Social determinants of environmental health: A case of sanitation in rural Jharkhand

Publication at Faculty of Science |
2018

Abstract

An estimated 56% of households in rural India defecated in the open in 2015, making India the most significant contributor to the global sanitation burden. This cross-sectional study uses data collected in 2016 from 499 households in rural Jharkhand to understand the constraints of latrine adoption and drivers of sanitation preferences (plans to adopt toilets and willingness to pay for toilets).

Focusing on a region with a large tribal population, the study examines two types of predictors, namely structural factors (objective socioeconomic, sociocultural and ecological characteristics) and psychosocial drivers (perceived unaffordability of toilet, hygiene and sanitation knowledge, perceived health risks, attitudes, both descriptive and injunctive social norms, and perceived water stress). We find that structural constraints related to educational, economic and sociocultural inequalities predict toilet ownership.

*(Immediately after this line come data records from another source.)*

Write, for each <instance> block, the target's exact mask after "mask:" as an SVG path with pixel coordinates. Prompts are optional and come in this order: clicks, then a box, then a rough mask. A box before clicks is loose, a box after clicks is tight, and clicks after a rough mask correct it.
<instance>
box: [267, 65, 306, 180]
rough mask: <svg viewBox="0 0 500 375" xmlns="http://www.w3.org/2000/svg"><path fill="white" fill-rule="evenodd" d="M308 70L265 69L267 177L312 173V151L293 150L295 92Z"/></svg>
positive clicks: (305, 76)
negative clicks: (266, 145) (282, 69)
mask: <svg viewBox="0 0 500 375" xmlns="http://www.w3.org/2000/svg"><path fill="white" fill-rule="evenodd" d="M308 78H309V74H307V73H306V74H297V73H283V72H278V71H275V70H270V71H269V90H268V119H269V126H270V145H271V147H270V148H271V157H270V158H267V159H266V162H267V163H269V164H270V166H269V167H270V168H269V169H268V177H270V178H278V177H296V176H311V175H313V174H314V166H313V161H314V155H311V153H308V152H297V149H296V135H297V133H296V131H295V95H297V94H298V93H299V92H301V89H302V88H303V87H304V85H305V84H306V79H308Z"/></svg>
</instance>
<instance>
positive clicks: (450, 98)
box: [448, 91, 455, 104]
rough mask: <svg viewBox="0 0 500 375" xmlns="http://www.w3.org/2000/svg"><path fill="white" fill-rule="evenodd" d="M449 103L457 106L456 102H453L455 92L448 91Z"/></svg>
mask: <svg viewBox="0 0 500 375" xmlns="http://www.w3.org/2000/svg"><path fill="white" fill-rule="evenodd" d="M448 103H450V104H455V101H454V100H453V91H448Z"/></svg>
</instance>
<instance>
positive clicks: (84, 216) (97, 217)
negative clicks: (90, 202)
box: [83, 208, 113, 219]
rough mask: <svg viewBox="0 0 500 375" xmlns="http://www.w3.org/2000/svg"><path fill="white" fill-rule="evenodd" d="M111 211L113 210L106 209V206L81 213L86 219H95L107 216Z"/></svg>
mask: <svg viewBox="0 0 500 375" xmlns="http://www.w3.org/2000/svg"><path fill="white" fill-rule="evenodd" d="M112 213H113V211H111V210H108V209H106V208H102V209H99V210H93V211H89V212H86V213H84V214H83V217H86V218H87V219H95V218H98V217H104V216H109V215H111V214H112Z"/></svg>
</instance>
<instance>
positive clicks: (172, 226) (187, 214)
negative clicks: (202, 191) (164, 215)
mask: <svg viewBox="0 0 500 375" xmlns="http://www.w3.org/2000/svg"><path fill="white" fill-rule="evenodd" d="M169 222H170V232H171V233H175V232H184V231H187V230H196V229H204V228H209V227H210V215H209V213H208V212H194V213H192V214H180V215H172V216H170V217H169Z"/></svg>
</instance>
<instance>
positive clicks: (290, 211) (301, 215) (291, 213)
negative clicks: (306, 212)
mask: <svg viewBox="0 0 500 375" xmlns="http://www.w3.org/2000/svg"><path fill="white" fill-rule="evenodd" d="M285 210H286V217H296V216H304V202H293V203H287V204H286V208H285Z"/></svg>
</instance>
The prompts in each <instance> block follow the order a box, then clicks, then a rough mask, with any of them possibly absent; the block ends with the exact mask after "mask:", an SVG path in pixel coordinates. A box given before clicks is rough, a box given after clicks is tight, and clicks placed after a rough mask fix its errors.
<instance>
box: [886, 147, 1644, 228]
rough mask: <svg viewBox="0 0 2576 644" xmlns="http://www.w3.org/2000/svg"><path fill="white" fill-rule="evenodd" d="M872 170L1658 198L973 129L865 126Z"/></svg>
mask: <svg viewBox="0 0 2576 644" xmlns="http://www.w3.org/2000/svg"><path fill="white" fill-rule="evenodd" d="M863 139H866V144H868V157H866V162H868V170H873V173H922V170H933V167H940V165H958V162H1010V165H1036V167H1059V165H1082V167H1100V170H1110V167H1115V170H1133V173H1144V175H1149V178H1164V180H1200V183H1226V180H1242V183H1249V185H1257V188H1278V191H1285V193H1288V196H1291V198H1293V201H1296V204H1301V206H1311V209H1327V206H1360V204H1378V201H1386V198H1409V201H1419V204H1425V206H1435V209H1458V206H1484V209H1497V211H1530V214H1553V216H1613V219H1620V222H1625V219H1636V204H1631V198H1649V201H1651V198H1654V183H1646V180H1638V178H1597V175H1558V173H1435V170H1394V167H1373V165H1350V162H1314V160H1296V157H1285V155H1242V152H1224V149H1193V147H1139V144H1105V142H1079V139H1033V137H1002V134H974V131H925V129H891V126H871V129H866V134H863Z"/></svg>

Low sanitation rates can neither be attributed to a lack of expressed demand nor lack of recognition of the disadvantages of open defecation. Similarly, variations in sanitation preferences are neither explained by differences in hygiene and sanitation knowledge nor by understandings of sanitation health risks.

We find that perceived unaffordability, attitudes (perceived benefits of toilet and disadvantages of OD) and perceived descriptive social norms are of key importance. This implies a potential for persuasive strategies that manipulate social norms around sanitation, particularly if they simultaneously address perceptions around financial unaffordability of toilets and around the benefits of toilets.

Importantly, however, attempts to change sanitation preferences by acting on forces of social (dis)approval (i.e. through perceived injunctive social norms) may be ineffective and generate negative unintended consequences.